Runtime events tools through olly, provides functionality to grok the data provided by the runtime tracing system.
Olly has two modes; trace , and gc-stats
olly trace
$ olly trace example.trace example.exe
Records runtime traces in fuchsia and json formats. The trace files can be visualised with ui.perfetto. or json trace with chrome://tracing.
I’ve used it to generate OpenTelemetry traces with very low overhead (record begin/end and timestamp events using runtime events, and generate/submit the actual opentelemetry traces from another process).
This also works well when writing a load generator for a benchmark tool: you can generate and send the W3C Context header without influencing the benchmark itself too much (with some care it is possible to do this without allocating at all in the fast-path of the load generator), and record precise events with low overhead (e.g. when packets got sent, and received).
I’d have 2 suggestions:
currently I do my own clock synchronization by defining a custom event that records a Ptime.t on startup. This is very useful when doing distributed tracing across processes and across hosts. Having some first class support for absolute timestamps might be useful.

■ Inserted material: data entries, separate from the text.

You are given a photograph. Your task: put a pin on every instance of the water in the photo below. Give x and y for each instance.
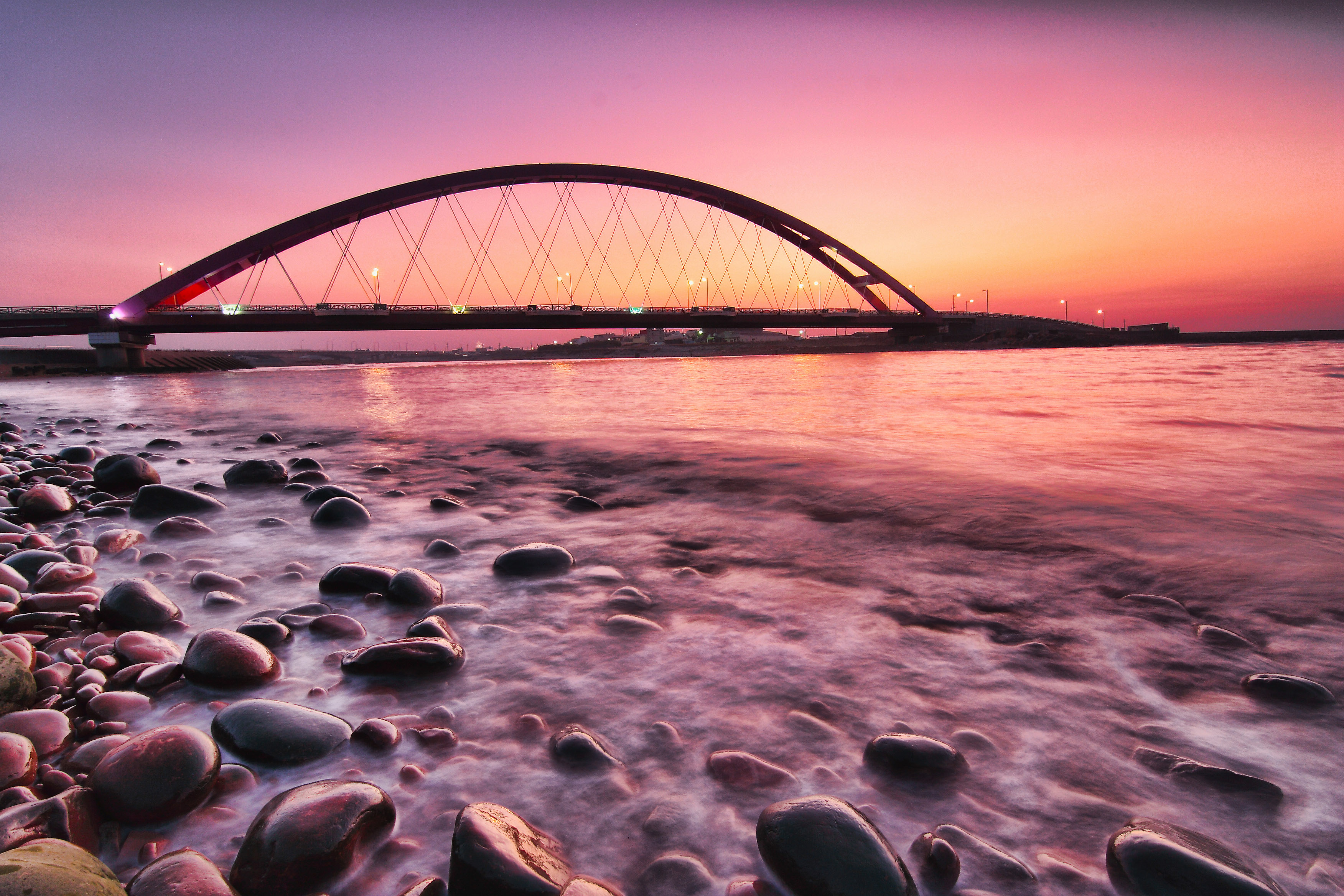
(937, 539)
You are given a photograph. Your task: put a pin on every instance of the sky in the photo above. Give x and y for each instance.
(1160, 162)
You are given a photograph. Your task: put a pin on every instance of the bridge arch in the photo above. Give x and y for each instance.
(187, 284)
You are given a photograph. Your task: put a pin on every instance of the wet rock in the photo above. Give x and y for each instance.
(308, 837)
(578, 748)
(122, 473)
(406, 657)
(534, 559)
(156, 776)
(1280, 688)
(18, 761)
(48, 730)
(45, 502)
(1192, 772)
(824, 847)
(746, 772)
(56, 868)
(936, 864)
(1150, 858)
(179, 874)
(277, 733)
(440, 548)
(342, 514)
(357, 578)
(496, 853)
(136, 604)
(912, 756)
(255, 475)
(226, 659)
(413, 588)
(158, 502)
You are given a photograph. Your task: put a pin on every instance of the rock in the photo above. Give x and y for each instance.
(18, 688)
(745, 772)
(824, 847)
(496, 853)
(357, 578)
(341, 514)
(181, 527)
(56, 868)
(122, 473)
(156, 502)
(406, 657)
(578, 748)
(48, 730)
(414, 589)
(255, 473)
(183, 872)
(1150, 858)
(156, 776)
(440, 548)
(307, 837)
(534, 559)
(136, 604)
(912, 756)
(226, 659)
(1269, 685)
(45, 502)
(677, 875)
(18, 761)
(277, 733)
(1191, 772)
(936, 864)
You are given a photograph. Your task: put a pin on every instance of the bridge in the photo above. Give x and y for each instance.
(552, 246)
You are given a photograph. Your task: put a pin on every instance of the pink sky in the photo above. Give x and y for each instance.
(1178, 167)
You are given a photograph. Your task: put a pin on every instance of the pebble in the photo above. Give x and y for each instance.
(229, 660)
(1148, 858)
(496, 853)
(824, 847)
(310, 836)
(156, 776)
(277, 733)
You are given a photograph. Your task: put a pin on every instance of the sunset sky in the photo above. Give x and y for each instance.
(1166, 163)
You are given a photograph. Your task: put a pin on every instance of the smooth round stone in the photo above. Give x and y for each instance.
(310, 836)
(414, 589)
(902, 754)
(824, 847)
(406, 657)
(537, 558)
(357, 578)
(136, 604)
(496, 853)
(1271, 685)
(324, 494)
(226, 659)
(18, 761)
(48, 730)
(120, 706)
(146, 647)
(50, 867)
(578, 748)
(255, 473)
(341, 514)
(158, 502)
(277, 733)
(120, 473)
(1150, 858)
(179, 874)
(156, 776)
(18, 688)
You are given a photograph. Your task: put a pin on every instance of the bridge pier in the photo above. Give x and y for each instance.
(120, 351)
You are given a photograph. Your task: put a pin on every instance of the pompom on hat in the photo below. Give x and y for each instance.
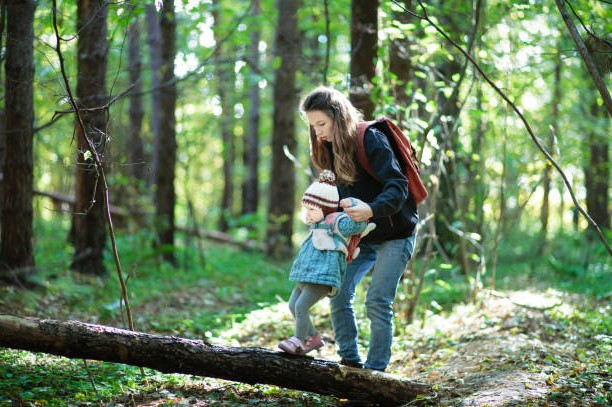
(323, 193)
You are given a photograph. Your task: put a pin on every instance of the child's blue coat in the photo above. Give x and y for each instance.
(326, 267)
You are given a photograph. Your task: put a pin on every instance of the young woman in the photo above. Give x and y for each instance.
(387, 203)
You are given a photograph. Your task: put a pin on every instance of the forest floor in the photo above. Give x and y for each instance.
(506, 349)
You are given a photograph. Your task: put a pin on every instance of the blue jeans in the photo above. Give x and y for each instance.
(388, 261)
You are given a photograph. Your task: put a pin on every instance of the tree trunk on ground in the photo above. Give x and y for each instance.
(16, 250)
(169, 354)
(165, 194)
(89, 220)
(364, 39)
(281, 204)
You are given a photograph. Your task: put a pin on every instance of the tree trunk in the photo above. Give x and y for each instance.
(154, 41)
(89, 220)
(400, 62)
(165, 196)
(281, 203)
(16, 250)
(250, 187)
(597, 172)
(136, 152)
(2, 113)
(169, 354)
(364, 39)
(554, 116)
(225, 83)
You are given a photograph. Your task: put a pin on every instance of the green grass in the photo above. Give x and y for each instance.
(216, 288)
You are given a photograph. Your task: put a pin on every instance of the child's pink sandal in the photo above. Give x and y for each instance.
(293, 346)
(314, 342)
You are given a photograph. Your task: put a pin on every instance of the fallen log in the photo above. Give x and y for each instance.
(170, 354)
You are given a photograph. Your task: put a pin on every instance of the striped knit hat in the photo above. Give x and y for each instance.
(323, 193)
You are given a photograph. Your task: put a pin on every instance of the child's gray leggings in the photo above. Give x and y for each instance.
(303, 297)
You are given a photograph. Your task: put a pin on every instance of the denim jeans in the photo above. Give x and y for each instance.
(387, 260)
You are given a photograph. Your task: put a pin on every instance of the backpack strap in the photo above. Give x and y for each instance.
(362, 157)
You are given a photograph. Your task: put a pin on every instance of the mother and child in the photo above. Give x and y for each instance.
(346, 201)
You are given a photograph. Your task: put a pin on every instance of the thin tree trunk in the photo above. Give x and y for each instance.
(281, 203)
(364, 46)
(89, 221)
(155, 61)
(167, 354)
(2, 111)
(400, 62)
(554, 116)
(597, 171)
(225, 83)
(250, 188)
(165, 195)
(16, 249)
(136, 152)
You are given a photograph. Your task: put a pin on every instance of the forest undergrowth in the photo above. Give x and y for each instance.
(519, 346)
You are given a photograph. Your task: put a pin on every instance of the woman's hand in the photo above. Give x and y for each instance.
(356, 209)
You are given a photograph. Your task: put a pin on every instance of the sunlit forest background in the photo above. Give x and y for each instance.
(154, 157)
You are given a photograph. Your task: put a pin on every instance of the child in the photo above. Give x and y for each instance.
(321, 261)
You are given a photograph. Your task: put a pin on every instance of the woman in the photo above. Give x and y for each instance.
(386, 250)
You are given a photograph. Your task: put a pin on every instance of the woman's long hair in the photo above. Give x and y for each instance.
(345, 118)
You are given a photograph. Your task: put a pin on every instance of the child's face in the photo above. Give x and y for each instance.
(312, 215)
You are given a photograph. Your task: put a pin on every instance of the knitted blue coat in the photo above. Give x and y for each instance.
(326, 267)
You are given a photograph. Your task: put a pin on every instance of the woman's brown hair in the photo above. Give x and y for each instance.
(345, 118)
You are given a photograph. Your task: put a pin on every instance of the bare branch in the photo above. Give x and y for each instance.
(518, 112)
(586, 57)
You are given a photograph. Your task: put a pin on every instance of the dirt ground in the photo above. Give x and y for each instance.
(507, 349)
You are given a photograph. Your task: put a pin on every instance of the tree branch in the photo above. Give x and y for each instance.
(586, 57)
(518, 112)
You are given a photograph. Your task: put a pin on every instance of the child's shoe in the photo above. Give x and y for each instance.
(293, 345)
(314, 342)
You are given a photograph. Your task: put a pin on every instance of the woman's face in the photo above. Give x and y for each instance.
(322, 124)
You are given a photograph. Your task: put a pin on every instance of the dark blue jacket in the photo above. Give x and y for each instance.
(395, 212)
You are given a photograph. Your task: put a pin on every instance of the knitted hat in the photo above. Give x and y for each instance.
(322, 193)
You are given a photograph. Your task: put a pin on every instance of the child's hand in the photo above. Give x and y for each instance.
(356, 209)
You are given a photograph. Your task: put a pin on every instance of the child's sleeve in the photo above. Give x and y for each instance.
(348, 227)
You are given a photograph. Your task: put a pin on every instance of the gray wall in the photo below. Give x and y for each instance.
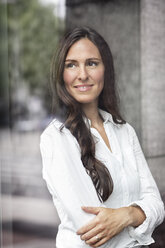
(135, 31)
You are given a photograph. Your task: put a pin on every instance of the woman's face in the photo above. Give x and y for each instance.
(84, 72)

make the time-source user overridable. E.g. one may want to use rdtsc or rdtscp (with an appropriate fence instruction as needed), CLOCK_MONOTONIC may in some situations be very slow and result in a syscall each time (e.g. inside a VM with the Xen clocksource). Of course I can define my own custom event to record that but I can’t disable the internal caml_time_counter call.
BTW I want to avoid (memory allocation) overhead when serializing the custom event, and there are very few readily available solutions for that, except for Marshal. In general I avoid using Marshal due to type-safety concerns, but as long as you build the tracer and the traced program from the exact same library it should work. Is there a better way?